Cineca is a non profit Consortium, made up of 70 Italian Universities and 7 Institutions.
SCAI (SuperComputing Applications and Innovation) is the High Performance Computing department of CINECA, the largest computing centre in Italy and one of the largest in Europe.
Cineca is currently one of the Large Scale Facilities in Europe and it is a PRACE Tier-0 hosting site. The mission of SCAI is to accelerate the scientific discovery by providing high performance computing resources, data management and storage systems and tools and HPC services and expertise at large, aiming to develop and promote technical and scientific services related to high-performance computing for the Italian and European research community.
CINECA enables world-class scientific research by operating and supporting leading-edge supercomputing technologies and by managing a state-of-the-art and effective environment for the different scientific communities. The SCAI staff offers support and consultancy in HPC tools and techniques and in several scientific domains, such as physics, particle physics, material sciences, chemistry.

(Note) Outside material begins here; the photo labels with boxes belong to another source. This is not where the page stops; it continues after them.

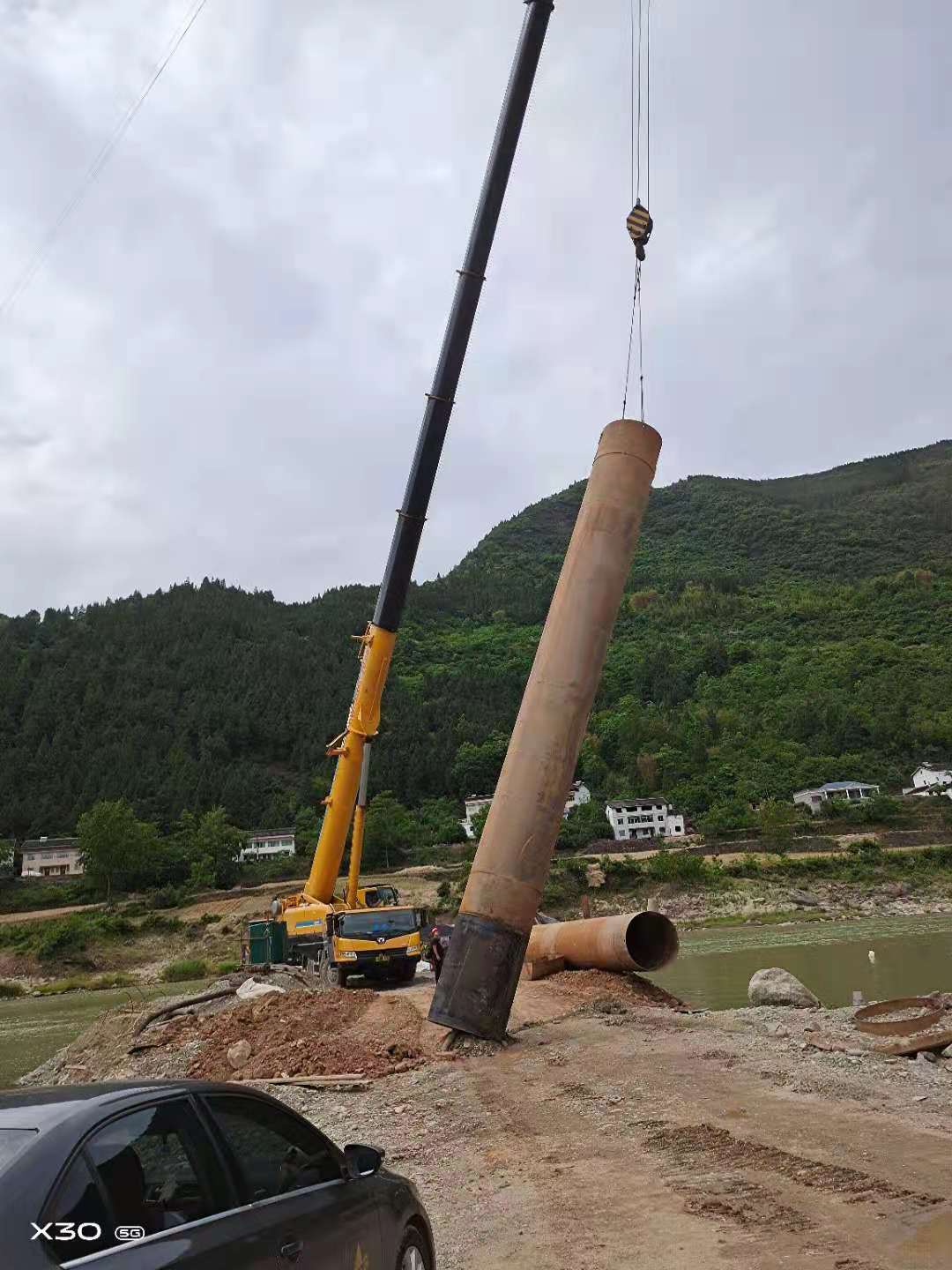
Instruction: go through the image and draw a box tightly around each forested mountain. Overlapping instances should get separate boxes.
[0,442,952,837]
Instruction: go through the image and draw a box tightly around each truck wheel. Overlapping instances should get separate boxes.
[324,963,346,988]
[395,1226,430,1270]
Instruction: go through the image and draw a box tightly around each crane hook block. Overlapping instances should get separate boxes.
[624,198,655,260]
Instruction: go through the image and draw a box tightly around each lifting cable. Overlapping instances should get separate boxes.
[622,0,652,421]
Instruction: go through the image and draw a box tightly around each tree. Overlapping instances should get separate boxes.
[76,797,159,901]
[698,799,754,838]
[179,806,248,890]
[556,799,609,851]
[294,806,321,860]
[756,797,800,851]
[450,733,509,797]
[470,806,488,842]
[363,790,415,869]
[413,797,465,847]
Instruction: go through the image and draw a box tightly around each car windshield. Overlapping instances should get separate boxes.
[0,1129,37,1169]
[338,908,419,940]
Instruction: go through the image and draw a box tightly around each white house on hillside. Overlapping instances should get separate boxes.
[903,763,952,797]
[606,797,684,842]
[459,781,591,838]
[793,781,880,815]
[20,838,83,878]
[239,829,294,860]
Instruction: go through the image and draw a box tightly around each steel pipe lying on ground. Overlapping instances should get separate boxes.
[429,419,661,1040]
[525,912,678,970]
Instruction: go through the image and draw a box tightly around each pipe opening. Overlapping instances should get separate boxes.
[624,913,679,970]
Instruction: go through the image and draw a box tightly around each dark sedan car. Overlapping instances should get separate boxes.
[0,1080,434,1270]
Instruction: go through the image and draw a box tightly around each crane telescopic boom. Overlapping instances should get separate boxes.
[294,0,554,906]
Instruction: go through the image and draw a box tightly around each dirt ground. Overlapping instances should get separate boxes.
[17,972,952,1270]
[271,985,952,1270]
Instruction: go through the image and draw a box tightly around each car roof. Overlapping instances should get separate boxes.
[0,1080,257,1129]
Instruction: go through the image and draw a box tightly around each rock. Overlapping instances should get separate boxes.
[227,1040,251,1072]
[747,965,820,1010]
[585,860,606,889]
[883,881,909,900]
[790,890,822,908]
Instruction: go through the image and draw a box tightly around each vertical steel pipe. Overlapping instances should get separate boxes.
[429,419,661,1039]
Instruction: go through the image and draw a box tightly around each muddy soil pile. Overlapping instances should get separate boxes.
[23,975,443,1085]
[175,988,424,1080]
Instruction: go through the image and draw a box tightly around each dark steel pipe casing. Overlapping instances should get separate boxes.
[373,0,554,631]
[429,419,661,1039]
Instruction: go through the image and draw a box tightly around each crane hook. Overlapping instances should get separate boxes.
[624,198,655,260]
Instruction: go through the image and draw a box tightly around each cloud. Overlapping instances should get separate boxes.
[0,0,952,612]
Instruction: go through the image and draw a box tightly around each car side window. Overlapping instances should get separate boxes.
[205,1094,343,1203]
[86,1101,225,1235]
[40,1155,115,1264]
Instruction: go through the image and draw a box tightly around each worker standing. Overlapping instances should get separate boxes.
[430,926,450,983]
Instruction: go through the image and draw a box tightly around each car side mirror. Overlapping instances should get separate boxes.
[344,1142,384,1181]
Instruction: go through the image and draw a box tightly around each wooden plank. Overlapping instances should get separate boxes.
[239,1072,370,1090]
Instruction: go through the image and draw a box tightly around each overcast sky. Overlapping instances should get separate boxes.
[0,0,952,614]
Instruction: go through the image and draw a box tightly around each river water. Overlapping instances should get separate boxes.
[651,913,952,1010]
[0,913,952,1088]
[0,979,207,1088]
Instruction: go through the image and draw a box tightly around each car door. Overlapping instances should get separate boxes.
[43,1097,277,1270]
[202,1094,390,1270]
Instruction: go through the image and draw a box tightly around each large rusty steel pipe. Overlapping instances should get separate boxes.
[429,419,661,1040]
[525,912,678,970]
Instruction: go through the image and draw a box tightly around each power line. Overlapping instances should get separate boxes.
[0,0,208,318]
[622,0,651,419]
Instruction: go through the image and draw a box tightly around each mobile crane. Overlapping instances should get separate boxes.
[248,0,554,983]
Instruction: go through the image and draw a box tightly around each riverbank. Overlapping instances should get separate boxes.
[255,975,952,1270]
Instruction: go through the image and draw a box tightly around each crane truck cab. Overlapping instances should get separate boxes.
[242,886,424,987]
[321,907,423,987]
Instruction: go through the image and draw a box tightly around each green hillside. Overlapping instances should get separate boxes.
[0,442,952,837]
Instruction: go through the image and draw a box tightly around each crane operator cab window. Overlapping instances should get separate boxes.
[338,908,420,940]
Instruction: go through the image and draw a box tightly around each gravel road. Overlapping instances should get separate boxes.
[274,1005,952,1270]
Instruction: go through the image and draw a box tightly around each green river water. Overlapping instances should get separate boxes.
[651,913,952,1010]
[0,979,205,1088]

MARCONI is the new Tier-0 system of Cineca. It is based on the LENOVO NeXtScale platform and the next generation of the Intel Xeon Phi product family. Marconi is classified in Top500 list among the most powerful supercomputer: Marconi-A1 rank 46 in June 2016 and Marconi-A2 rank 12 in November 2016.

Cineca is currently:

  • a CUDA Research Center, based on the vision, quality, and impact of its research leveraging GPU technology;
  • a IntelĀ® Parallel Computing Center, to accelerate the creation of open standard, portable and scalable parallel applications by combining computational science, hardware, programmer tools, compilers and libraries, with domain knowledge and expertise. Specific focus of Cineca in this action is Quantum Espresso and SPECFEM3D;
  • one of the 6 PRACE PATCs (PRACE Advanced Training Centres), to carry out and coordinate training and education activities that enable the European research community to utilise the computational infrastructure available through PRACE.